Plus précisément, l'attention est attirée sur le document qui indique une nouvelle ère multipolaire, la Déclaration conjointe de la République populaire de Chine et de la Fédération de Russie sur l'approfondissement du partenariat global de coordination stratégique pour la nouvelle ère. Un extrait mérite d'être reproduit :

"Les deux parties ont souligné que la consolidation et l'approfondissement du partenariat stratégique global de coordination sino-russe pour une nouvelle ère est un choix stratégique fait par les deux parties en fonction de leurs conditions nationales respectives, ce qui est conforme aux intérêts fondamentaux des deux pays. et ses peuples, conformément à la tendance de développement de l'époque, et n'est pas soumis à une influence extérieure. Les parties vont :

(i) guidés par le consensus atteint par les deux chefs d'Etat, ils ont veillé à ce que les relations bilatérales aillent toujours dans le bon sens.

(ii) Nous devons nous soutenir fermement dans la sauvegarde de nos intérêts fondamentaux respectifs, notamment en matière de souveraineté, d'intégrité territoriale, de sécurité et de développement.

(iii) Respecter le principe de l'avantage mutuel, continuer à approfondir et à élargir la coopération pratique dans le processus de modernisation, parvenir à un développement et à une prospérité communs, et bénéficier aux peuples chinois et russe.

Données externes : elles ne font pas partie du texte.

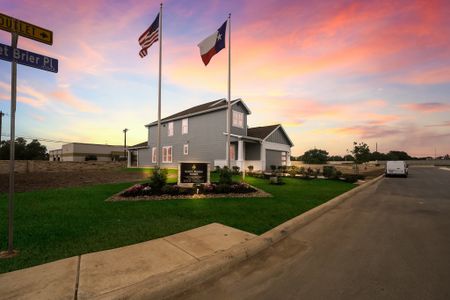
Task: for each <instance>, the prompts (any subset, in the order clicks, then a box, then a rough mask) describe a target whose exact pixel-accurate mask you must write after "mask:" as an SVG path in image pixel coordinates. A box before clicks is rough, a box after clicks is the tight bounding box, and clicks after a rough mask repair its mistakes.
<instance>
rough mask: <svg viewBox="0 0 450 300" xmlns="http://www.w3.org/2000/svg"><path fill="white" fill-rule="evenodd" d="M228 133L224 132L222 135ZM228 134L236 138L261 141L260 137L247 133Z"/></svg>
mask: <svg viewBox="0 0 450 300" xmlns="http://www.w3.org/2000/svg"><path fill="white" fill-rule="evenodd" d="M227 134H228V133H226V132H224V133H223V135H227ZM230 136H232V137H235V138H238V139H248V140H254V141H258V142H262V140H261V139H260V138H255V137H252V136H247V135H238V134H234V133H232V134H230Z"/></svg>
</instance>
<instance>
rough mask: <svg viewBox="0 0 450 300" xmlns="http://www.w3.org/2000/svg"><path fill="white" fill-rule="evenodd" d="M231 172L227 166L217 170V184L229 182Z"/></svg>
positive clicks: (230, 181) (231, 173)
mask: <svg viewBox="0 0 450 300" xmlns="http://www.w3.org/2000/svg"><path fill="white" fill-rule="evenodd" d="M232 176H233V173H232V172H231V170H230V169H228V167H223V168H222V169H220V170H219V184H231V182H232Z"/></svg>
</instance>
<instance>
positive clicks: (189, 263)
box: [0, 223, 255, 299]
mask: <svg viewBox="0 0 450 300" xmlns="http://www.w3.org/2000/svg"><path fill="white" fill-rule="evenodd" d="M254 237H255V235H253V234H251V233H248V232H244V231H241V230H238V229H234V228H231V227H227V226H224V225H221V224H218V223H212V224H209V225H206V226H203V227H199V228H196V229H192V230H189V231H185V232H181V233H178V234H175V235H171V236H168V237H164V238H160V239H156V240H151V241H148V242H144V243H139V244H135V245H131V246H126V247H121V248H116V249H112V250H106V251H100V252H95V253H89V254H85V255H81V256H78V257H71V258H67V259H63V260H59V261H55V262H52V263H48V264H44V265H40V266H36V267H32V268H27V269H23V270H18V271H14V272H11V273H6V274H1V275H0V299H92V298H98V297H105V298H109V297H108V294H110V293H114V291H116V290H120V289H122V288H124V287H128V286H133V285H134V284H136V283H138V282H142V281H143V280H145V279H148V278H151V277H154V276H160V275H162V274H164V273H167V272H170V271H173V270H175V269H179V268H182V267H186V266H188V265H191V264H194V263H196V262H199V261H201V260H203V259H206V258H208V257H210V256H211V255H214V254H217V253H220V252H223V251H225V250H227V249H229V248H231V247H232V246H235V245H239V244H242V243H245V242H247V241H249V240H251V239H253V238H254Z"/></svg>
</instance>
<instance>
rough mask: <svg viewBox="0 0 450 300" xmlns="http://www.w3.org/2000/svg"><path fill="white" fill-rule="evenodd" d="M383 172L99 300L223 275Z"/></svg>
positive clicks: (151, 297)
mask: <svg viewBox="0 0 450 300" xmlns="http://www.w3.org/2000/svg"><path fill="white" fill-rule="evenodd" d="M383 177H384V175H380V176H378V177H376V178H374V179H372V180H370V181H368V182H366V183H364V184H362V185H360V186H358V187H356V188H354V189H352V190H350V191H348V192H346V193H344V194H341V195H339V196H337V197H335V198H333V199H331V200H329V201H327V202H325V203H324V204H322V205H320V206H317V207H315V208H313V209H311V210H309V211H307V212H305V213H303V214H301V215H299V216H297V217H294V218H293V219H291V220H288V221H286V222H285V223H283V224H281V225H278V226H277V227H275V228H273V229H271V230H269V231H267V232H265V233H263V234H262V235H260V236H257V237H255V238H253V239H251V240H250V241H248V242H246V243H244V244H240V245H235V246H233V247H231V248H230V249H227V250H225V251H223V252H220V253H219V254H215V255H212V256H210V257H208V258H206V259H204V260H202V261H200V262H198V263H194V264H191V265H188V266H186V267H183V268H180V269H178V270H174V271H171V272H168V273H166V274H158V275H155V276H152V277H149V278H147V279H145V280H143V281H141V282H138V283H136V284H133V285H130V286H127V287H124V288H121V289H118V290H115V291H111V292H108V293H105V294H103V295H100V296H99V297H96V299H167V298H169V297H174V296H176V295H179V294H181V293H183V292H185V291H187V290H188V289H189V288H191V287H193V286H195V285H199V284H201V283H203V282H205V281H207V280H210V279H213V278H215V277H219V276H221V275H223V274H225V273H227V272H228V271H230V270H231V269H232V268H233V267H234V266H236V265H238V264H239V263H241V262H243V261H245V260H247V259H249V258H251V257H253V256H255V255H256V254H258V253H260V252H261V251H263V250H265V249H267V248H269V247H271V246H272V245H274V244H275V243H277V242H279V241H281V240H282V239H284V238H286V237H287V236H288V235H289V234H291V233H292V232H294V231H296V230H298V229H299V228H301V227H303V226H305V225H307V224H308V223H310V222H311V221H313V220H314V219H317V218H318V217H320V216H321V215H323V214H324V213H326V212H327V211H329V210H331V209H333V208H335V207H336V206H338V205H340V204H341V203H343V202H344V201H345V200H347V199H348V198H350V197H352V196H353V195H355V194H357V193H359V192H361V191H362V190H363V189H365V188H367V187H369V186H372V185H374V184H375V183H377V182H378V181H380V180H381V179H382V178H383Z"/></svg>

(iv) Promouvoir la compréhension mutuelle et l'amitié entre les deux peuples et consolider continuellement l'amitié entre les deux pays depuis des générations sur les bases sociales et dans l'opinion publique.

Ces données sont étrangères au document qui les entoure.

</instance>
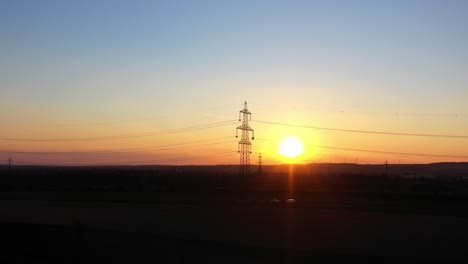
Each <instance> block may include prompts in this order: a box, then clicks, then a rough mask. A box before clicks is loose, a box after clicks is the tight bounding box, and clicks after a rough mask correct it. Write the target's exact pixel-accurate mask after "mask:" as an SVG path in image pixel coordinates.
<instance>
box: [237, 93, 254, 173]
mask: <svg viewBox="0 0 468 264" xmlns="http://www.w3.org/2000/svg"><path fill="white" fill-rule="evenodd" d="M241 115H242V125H241V126H238V127H237V128H236V138H237V137H239V135H238V131H239V129H240V130H242V135H241V139H240V141H239V144H238V151H237V152H239V153H240V164H239V174H240V176H241V177H242V178H245V177H246V176H248V175H249V174H250V154H251V153H252V149H251V148H252V143H250V136H249V133H250V131H252V140H253V139H254V138H255V136H254V130H253V129H252V128H251V127H250V126H249V120H250V119H251V118H252V114H251V113H250V112H249V110H248V109H247V102H244V109H242V110H240V111H239V121H241Z"/></svg>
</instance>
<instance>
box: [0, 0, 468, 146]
mask: <svg viewBox="0 0 468 264" xmlns="http://www.w3.org/2000/svg"><path fill="white" fill-rule="evenodd" d="M467 20H468V2H466V1H5V0H2V1H0V31H1V32H2V34H1V42H0V57H1V58H2V59H1V60H0V88H1V90H0V94H1V97H0V105H1V106H0V121H3V122H6V123H8V124H9V128H8V129H7V130H6V131H5V132H4V133H7V134H8V135H15V134H19V133H23V134H24V135H27V132H25V130H24V129H25V127H27V126H26V125H25V124H24V123H25V122H31V124H32V123H38V122H39V123H47V124H61V123H64V122H70V123H80V124H81V123H83V124H88V123H96V122H107V121H121V120H124V121H125V120H140V119H141V120H148V119H149V120H153V121H155V124H139V125H138V126H136V125H132V124H130V125H129V124H122V127H119V129H121V130H122V131H134V130H138V131H139V130H141V129H157V128H166V127H174V126H184V125H191V124H198V123H201V122H205V121H210V120H208V119H209V118H210V117H207V115H205V114H207V113H208V114H212V115H218V116H229V115H230V114H231V112H232V113H233V114H234V116H235V115H236V113H237V111H238V110H239V109H238V108H240V107H242V102H243V101H244V100H248V101H249V103H250V106H251V108H252V111H253V109H255V110H256V113H257V115H258V116H259V117H260V118H262V119H268V120H272V119H273V118H279V119H281V118H283V119H284V120H282V121H297V122H300V123H312V124H315V123H320V124H322V125H326V126H331V127H345V128H346V127H353V126H356V125H359V126H360V127H366V128H370V129H377V130H378V129H380V130H389V129H394V130H405V131H406V130H410V131H423V132H434V133H436V132H437V133H445V132H447V133H449V132H450V133H462V132H463V131H468V127H467V125H465V124H466V123H467V122H459V120H447V119H440V118H439V119H435V120H434V119H430V120H429V119H421V118H414V119H407V120H402V119H399V120H390V121H389V120H387V119H381V118H380V117H376V116H373V115H370V116H366V117H361V116H359V117H358V118H356V119H354V116H351V117H352V118H349V116H347V117H345V118H343V117H341V116H340V117H336V116H335V115H334V114H333V113H327V112H320V114H317V112H315V111H316V110H317V109H319V110H320V109H322V110H323V109H325V110H337V111H340V110H345V111H349V112H350V113H351V112H353V111H354V112H366V113H374V112H400V113H403V112H405V113H434V114H467V113H468V109H467V106H466V103H465V101H466V98H468V87H467V83H468V74H466V73H467V72H468V48H467V47H468V27H466V25H468V21H467ZM285 109H295V110H294V111H295V112H294V113H290V112H288V113H284V110H285ZM288 111H289V110H288ZM11 113H15V114H14V117H12V114H11ZM167 116H172V117H175V118H167ZM307 117H313V118H310V119H308V118H307ZM211 118H212V117H211ZM349 119H352V121H348V120H349ZM464 121H466V120H464ZM415 122H417V124H418V125H417V126H415ZM35 129H36V128H34V127H32V128H30V129H29V130H30V131H31V133H33V132H34V133H35V132H37V131H36V130H35ZM94 129H95V128H90V130H91V131H88V132H89V133H94V132H96V133H107V132H108V131H107V130H102V131H101V130H94ZM47 132H50V131H46V130H44V131H43V132H41V133H44V134H47ZM57 133H58V132H57ZM67 133H73V131H71V132H67ZM77 133H78V132H77ZM9 147H10V146H9ZM13 147H14V146H13Z"/></svg>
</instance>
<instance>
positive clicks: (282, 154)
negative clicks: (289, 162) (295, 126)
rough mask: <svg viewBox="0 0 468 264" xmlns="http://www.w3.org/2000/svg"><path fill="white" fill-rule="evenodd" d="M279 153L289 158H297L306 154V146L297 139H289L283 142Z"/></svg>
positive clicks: (285, 140)
mask: <svg viewBox="0 0 468 264" xmlns="http://www.w3.org/2000/svg"><path fill="white" fill-rule="evenodd" d="M279 152H280V154H281V155H284V156H286V157H288V158H295V157H297V156H299V155H301V154H302V152H304V144H302V141H301V140H300V139H298V138H297V137H293V136H290V137H287V138H285V139H283V141H281V143H280V145H279Z"/></svg>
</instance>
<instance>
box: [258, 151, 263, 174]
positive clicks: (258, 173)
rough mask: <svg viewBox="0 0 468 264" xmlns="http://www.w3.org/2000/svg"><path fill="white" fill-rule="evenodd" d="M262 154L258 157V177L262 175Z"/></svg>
mask: <svg viewBox="0 0 468 264" xmlns="http://www.w3.org/2000/svg"><path fill="white" fill-rule="evenodd" d="M262 164H263V162H262V153H260V154H259V155H258V175H261V174H262Z"/></svg>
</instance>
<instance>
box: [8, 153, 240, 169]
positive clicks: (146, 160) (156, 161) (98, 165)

(v) Promouvoir la multipolarisation du monde, la mondialisation économique et la démocratisation des relations internationales et promouvoir le développement de la gouvernance mondiale dans une direction plus juste et plus raisonnable ».

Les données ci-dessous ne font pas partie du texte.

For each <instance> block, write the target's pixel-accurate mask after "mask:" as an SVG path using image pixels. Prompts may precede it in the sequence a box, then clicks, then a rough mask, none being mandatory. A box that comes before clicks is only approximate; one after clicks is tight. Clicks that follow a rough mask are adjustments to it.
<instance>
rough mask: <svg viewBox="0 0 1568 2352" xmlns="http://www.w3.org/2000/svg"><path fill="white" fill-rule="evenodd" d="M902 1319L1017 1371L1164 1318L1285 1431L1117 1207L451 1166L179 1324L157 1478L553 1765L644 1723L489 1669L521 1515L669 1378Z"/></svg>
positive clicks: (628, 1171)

« Les deux parties ont souligné que les pays ont des histoires, des cultures et des conditions nationales différentes, et que chacun a le droit de choisir indépendamment sa voie de développement. Il n'y a pas de « démocratie » supérieure aux autres. Les deux parties s'opposent à l'imposition de valeurs nationales aux autres, s'opposent à l'utilisation de l'idéologie pour tracer des lignes, s'opposent au récit hypocrite de la soi-disant "démocratie contre l'autoritarisme", et s'opposent à l'utilisation de la démocratie et de la liberté comme prétexte et instrument politique faire pression sur les autres pays et sur la politique ».

Il est clair que la multipolarité s'oppose à l'unipolarité dirigée par les États-Unis. Ils expriment leur mécontentement à l'égard de l'ordre international en parlant de démocratisation des relations internationales et de gouvernance mondiale. Ils comprennent évidemment que l'ONU a besoin d'être réformée, tout comme les institutions internationales telles que la Banque mondiale, le FMI, l'OMC et l'OMS. Ils s'opposent à l'imposition de la « liberté » et de la « démocratie » par l'impérialisme occidental.

À la suite de la réunion, Xi Jinping a invité le président Vladimir Poutine à se rendre à Pékin en 2023, lors du 3e Forum de la ceinture et de la route pour la coopération internationale. S'adressant aux journalistes, le président chinois a déclaré au Russe que des changements se produisent maintenant qui ne se sont pas produits depuis 100 ans et que les deux font avancer ces changements ensemble.

*Caio Bugiato est professeur de sciences politiques et de relations internationales à l'UFRRJ et du programme d'études supérieures en relations internationales à l'UFABC.